Traditionally, algorithm design and analysis have been conducted using the tools of abstraction and mathematical proof. An algorithm is typically described in pseudocode, intended to run only on a generic and abstract model of a modern computer. The first goal of analysis is to find an asymptotic upper bound on algorithm performance using this model (such as "Quicksort is O(n2) in the worst case"). This kind of bound guarantees that no matter what programming language or platform is used, Quicksort will perform no more than cn2 generic machine instructions (for some unspecified constant c) to sort a list of n numbers.
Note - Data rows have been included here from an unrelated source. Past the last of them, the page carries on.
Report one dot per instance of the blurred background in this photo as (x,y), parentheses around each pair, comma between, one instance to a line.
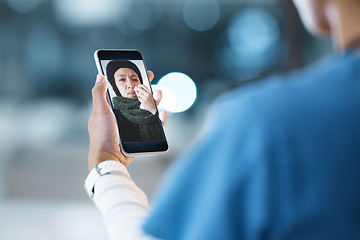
(47,72)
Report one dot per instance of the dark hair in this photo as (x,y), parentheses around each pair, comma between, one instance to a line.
(113,66)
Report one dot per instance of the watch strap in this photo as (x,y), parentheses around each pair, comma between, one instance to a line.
(99,170)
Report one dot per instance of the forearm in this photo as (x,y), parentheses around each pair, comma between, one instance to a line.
(123,205)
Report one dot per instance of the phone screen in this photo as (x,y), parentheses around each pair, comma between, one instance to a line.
(131,98)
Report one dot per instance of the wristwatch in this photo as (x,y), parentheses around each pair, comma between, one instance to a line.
(99,170)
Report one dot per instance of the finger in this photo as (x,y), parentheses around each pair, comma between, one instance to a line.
(99,93)
(163,115)
(150,75)
(157,96)
(142,90)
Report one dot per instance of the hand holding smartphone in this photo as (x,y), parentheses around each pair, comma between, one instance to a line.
(130,96)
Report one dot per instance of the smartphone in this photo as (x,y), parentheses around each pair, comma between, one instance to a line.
(130,96)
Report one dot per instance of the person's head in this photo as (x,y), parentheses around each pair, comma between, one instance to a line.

If a problem is NP-complete, finding an algorithm for it that is always both fast and optimal, or showing that no such algorithm can exist, would be analogous to finding a cure for the common cold: fame and fortune would be yours.

The abstract approach to design and analysis allows us to discover universal truths about fundamental algorithmic properties. The result is insight into what makes algorithms more and less efficient, which can lead to the discovery of even better algorithms. When adopted by the software engineer, better algorithms become faster programs that produce higher-quality results. However, it is quite difficult to translate an asymptotic time bound into an accurate time prediction. One difficulty is the dependence on "worst case" assumptions. For example, Quicksort's performance depends significantly on the input order of the n numbers to be sorted. On an input of 1,000 numbers, Quicksort might run hundreds of times faster than the worst-case prediction. Furthermore, the gap increases with n: on an input of one million numbers, Quicksort can run thousands of times faster than the worst-case prediction. A second difficulty arises when we try to translate "cn generic machine instructions" into microseconds; unlike an algorithm, a real program encounters compiler optimization, pipelining, caching, and other platform-specific phenomena that dramatically reduce the predictive power of simple instruction counts.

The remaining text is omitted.